Alternative financial service companies offer a wide range of financial services and products, ranging from short-term loans to mortgages. Let’s look at each type of loan and the major differences between them:
- A short-term loan is typically an agreement with a lender for a simple loan of a modest sum to be repaid at a specified interest rate over a short period of around 30 days. The benefits of short-term loans are that they are convenient and swift to arrange. They can increasingly be applied for in minutes online on a laptop or on mobile phones. They help you get through the short-term cash requirements that we all have in our busy lives, where immediate cash is the only solution.
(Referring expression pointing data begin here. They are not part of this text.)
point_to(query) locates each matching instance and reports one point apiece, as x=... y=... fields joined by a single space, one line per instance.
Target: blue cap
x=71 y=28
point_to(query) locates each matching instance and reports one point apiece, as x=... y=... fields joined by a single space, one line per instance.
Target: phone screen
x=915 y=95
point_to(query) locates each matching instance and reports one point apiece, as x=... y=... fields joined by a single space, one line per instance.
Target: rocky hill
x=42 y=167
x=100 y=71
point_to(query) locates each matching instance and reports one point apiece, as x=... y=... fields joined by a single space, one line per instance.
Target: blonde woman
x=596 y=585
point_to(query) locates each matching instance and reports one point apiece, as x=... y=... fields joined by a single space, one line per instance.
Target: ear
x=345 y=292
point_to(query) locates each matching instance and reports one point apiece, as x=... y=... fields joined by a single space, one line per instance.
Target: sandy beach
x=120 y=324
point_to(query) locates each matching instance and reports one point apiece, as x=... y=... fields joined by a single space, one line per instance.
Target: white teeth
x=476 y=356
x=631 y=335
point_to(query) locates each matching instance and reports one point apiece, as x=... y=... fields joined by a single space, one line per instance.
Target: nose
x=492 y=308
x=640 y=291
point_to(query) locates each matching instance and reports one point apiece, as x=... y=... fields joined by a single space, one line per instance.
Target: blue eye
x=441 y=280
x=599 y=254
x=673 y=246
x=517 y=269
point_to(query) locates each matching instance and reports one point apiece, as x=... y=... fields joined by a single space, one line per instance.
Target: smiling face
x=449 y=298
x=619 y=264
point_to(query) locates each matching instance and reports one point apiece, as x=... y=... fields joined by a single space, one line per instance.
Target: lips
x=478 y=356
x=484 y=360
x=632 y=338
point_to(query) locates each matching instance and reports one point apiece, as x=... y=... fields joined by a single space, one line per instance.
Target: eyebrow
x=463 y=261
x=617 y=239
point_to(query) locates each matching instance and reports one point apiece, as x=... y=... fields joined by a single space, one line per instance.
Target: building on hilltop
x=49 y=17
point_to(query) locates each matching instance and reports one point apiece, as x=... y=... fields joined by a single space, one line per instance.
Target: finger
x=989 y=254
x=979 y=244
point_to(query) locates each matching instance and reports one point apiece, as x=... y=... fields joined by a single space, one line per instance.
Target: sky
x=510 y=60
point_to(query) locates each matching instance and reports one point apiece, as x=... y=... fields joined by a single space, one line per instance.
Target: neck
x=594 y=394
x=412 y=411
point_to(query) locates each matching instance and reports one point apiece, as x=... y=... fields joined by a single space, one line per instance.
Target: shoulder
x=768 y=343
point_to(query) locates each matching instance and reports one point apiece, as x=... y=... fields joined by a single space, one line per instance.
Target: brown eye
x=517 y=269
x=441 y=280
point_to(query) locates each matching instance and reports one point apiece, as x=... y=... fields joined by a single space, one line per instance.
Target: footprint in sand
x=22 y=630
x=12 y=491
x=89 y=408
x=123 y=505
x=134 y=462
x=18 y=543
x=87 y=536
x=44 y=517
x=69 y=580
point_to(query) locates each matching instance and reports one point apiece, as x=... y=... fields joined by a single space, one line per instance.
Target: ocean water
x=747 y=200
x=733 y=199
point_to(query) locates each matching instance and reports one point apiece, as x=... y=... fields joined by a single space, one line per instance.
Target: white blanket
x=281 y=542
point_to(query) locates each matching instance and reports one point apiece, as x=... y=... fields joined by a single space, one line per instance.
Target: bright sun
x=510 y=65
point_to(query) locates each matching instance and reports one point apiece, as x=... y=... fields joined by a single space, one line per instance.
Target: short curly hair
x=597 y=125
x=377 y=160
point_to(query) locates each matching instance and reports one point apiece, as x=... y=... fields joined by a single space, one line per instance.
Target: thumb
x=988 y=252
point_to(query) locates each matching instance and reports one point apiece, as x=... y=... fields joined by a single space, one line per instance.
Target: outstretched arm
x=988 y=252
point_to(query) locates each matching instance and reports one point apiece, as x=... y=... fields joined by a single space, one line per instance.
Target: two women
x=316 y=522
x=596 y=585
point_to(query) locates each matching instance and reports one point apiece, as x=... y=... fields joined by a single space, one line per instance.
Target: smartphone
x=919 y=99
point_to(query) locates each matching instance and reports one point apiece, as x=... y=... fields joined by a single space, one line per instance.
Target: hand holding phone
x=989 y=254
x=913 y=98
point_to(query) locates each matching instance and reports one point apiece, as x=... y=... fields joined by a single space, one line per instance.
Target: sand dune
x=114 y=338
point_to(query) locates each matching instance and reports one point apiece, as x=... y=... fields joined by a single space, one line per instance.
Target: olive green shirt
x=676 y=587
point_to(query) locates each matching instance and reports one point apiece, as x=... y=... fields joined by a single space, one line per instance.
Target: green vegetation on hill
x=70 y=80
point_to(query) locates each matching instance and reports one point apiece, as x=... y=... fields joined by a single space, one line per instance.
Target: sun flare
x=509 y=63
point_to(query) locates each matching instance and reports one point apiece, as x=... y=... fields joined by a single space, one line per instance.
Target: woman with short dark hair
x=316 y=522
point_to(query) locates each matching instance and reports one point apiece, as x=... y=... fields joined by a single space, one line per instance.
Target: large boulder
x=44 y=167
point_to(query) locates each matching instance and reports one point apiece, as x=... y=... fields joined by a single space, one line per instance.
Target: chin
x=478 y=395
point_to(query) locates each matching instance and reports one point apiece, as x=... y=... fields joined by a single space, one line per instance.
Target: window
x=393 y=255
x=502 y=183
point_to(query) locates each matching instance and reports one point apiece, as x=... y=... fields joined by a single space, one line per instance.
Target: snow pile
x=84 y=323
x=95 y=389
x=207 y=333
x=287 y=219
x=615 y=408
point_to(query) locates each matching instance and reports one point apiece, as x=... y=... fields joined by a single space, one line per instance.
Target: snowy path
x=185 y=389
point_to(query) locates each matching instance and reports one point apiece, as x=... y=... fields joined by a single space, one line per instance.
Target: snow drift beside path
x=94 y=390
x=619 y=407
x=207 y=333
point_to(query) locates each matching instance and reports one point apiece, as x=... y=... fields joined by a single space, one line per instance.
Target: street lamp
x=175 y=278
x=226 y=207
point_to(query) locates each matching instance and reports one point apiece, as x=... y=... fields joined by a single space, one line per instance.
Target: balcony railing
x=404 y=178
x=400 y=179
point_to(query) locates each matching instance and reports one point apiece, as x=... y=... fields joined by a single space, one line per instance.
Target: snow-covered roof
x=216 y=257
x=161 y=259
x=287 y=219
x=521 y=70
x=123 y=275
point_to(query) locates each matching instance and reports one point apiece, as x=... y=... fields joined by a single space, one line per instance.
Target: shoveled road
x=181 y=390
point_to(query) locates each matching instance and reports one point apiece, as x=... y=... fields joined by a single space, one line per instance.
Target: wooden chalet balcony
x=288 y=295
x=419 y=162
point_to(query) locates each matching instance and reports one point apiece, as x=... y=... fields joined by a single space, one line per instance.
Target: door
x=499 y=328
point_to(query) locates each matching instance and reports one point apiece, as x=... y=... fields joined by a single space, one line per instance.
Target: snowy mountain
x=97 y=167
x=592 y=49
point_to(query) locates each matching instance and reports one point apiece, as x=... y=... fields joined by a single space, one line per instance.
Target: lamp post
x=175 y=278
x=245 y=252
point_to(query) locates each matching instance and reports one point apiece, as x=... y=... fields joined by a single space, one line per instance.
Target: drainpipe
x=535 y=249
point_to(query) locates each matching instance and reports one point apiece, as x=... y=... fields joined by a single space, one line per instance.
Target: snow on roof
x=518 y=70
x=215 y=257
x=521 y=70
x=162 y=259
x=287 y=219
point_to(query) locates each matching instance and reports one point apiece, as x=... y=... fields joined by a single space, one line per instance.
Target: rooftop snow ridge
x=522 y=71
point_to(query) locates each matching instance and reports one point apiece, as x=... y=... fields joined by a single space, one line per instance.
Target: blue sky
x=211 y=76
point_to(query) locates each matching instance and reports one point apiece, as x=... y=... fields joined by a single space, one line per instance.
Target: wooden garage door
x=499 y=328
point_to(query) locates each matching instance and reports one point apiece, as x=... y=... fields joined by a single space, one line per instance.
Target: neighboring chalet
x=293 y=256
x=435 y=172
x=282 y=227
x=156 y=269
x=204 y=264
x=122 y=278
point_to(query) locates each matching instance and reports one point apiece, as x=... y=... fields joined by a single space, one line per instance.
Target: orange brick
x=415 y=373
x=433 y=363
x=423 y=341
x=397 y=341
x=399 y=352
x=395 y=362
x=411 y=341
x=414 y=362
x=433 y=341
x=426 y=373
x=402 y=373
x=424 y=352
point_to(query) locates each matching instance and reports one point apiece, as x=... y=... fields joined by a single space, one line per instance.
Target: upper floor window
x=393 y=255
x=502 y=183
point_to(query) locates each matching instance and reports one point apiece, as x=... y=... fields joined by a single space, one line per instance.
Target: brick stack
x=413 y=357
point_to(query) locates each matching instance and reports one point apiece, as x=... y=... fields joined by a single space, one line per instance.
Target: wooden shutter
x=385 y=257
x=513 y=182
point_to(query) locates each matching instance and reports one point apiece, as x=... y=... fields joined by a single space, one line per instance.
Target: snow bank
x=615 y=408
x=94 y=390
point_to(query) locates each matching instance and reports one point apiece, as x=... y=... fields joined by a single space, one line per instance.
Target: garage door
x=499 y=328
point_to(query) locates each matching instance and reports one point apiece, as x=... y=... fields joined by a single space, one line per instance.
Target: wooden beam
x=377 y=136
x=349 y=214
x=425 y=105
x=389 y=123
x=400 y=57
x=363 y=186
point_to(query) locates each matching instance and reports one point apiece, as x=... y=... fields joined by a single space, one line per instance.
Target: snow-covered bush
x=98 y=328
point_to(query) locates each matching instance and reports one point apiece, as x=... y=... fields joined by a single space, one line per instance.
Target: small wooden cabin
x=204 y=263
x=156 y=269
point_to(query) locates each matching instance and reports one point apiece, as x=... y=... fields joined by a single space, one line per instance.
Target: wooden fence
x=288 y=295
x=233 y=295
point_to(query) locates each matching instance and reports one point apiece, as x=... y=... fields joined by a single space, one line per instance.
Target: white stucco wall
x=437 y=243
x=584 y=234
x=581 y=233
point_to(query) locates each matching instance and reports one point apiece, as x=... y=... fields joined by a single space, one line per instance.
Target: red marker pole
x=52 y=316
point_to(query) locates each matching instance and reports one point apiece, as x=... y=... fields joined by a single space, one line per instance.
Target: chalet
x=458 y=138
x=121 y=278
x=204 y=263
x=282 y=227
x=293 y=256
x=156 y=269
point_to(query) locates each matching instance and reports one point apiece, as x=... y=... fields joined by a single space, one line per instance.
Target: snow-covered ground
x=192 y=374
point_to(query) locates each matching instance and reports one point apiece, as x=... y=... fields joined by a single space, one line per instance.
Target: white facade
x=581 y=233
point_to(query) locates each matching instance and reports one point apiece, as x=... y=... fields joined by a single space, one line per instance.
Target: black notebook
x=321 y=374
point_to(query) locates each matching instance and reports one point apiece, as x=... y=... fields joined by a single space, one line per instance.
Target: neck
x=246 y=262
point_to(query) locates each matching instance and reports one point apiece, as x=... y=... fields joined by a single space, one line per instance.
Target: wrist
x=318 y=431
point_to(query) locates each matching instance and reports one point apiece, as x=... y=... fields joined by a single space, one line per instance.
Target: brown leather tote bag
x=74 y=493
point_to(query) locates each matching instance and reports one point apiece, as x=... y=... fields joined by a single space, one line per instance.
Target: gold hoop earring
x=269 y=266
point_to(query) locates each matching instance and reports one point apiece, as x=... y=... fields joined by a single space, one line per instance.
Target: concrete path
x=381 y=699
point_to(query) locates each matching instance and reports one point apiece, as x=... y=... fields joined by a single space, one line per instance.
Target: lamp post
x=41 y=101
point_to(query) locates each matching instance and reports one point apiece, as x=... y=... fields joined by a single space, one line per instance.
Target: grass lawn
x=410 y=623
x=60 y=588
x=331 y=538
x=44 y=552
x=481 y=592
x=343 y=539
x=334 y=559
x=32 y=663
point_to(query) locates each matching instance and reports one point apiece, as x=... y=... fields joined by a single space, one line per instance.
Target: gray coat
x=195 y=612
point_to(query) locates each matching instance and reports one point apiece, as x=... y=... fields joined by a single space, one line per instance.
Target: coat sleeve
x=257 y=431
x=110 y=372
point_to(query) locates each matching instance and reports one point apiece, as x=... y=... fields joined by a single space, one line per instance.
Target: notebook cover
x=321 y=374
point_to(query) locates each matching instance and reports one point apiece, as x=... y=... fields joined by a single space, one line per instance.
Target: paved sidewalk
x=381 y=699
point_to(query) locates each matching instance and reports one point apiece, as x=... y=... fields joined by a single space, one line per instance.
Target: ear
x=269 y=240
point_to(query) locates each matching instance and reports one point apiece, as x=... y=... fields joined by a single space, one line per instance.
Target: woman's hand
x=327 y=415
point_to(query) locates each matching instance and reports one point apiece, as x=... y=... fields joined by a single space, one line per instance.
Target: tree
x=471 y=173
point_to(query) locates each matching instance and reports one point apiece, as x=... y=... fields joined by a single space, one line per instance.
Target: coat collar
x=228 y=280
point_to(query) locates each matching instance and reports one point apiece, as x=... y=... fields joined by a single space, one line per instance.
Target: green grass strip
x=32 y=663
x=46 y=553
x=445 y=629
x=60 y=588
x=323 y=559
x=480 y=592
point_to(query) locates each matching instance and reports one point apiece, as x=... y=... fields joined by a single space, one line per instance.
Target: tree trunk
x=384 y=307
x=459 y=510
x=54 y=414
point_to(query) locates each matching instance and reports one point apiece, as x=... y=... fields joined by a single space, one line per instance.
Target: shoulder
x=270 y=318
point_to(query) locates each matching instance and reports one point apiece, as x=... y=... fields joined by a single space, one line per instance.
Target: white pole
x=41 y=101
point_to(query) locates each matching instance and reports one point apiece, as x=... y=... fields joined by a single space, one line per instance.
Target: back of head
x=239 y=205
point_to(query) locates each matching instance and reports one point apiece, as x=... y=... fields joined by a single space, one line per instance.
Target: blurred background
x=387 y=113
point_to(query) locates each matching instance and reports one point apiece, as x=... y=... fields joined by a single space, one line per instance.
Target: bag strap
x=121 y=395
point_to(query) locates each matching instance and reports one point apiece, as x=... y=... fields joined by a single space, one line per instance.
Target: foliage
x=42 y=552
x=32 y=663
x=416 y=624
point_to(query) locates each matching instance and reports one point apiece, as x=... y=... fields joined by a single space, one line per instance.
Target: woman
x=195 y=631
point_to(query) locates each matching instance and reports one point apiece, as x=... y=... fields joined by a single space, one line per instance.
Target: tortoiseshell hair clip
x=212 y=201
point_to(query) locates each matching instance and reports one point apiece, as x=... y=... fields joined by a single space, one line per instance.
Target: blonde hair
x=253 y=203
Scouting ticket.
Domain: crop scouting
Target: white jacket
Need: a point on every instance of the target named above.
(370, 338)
They are however not for long-term financing needs.
- A lease is a longer term loan to buy or rent a tangible asset such as a motor vehicle with monthly or regular payments to the lender.
- An instalment loan is meant for larger expenditures like house improvements, medical expenses or even a wedding, when a bit more cash is required to cover the cost. The loan is usually repaid in a number of scheduled repayments;
- A loan in return for collateral means that the collateral provided will guarantee the repayment of the loan;
- A consumer line of credit is an arrangement between a lender and a customer that establishes a maximum loan balance that the lender permits the borrower to access or maintain. It is effectively a source of funds that, for peace of mind, can be readily accessed at the borrower’s discretion whenever it is needed.
- A mortgage loan is to purchase real estate, with an agreed fixed or variable rate of interest over a long term period, with the property being provided as security for the loan.
Many of these services and products are increasingly being offered online and on mobile phones to make them convenient, easy and swift to access.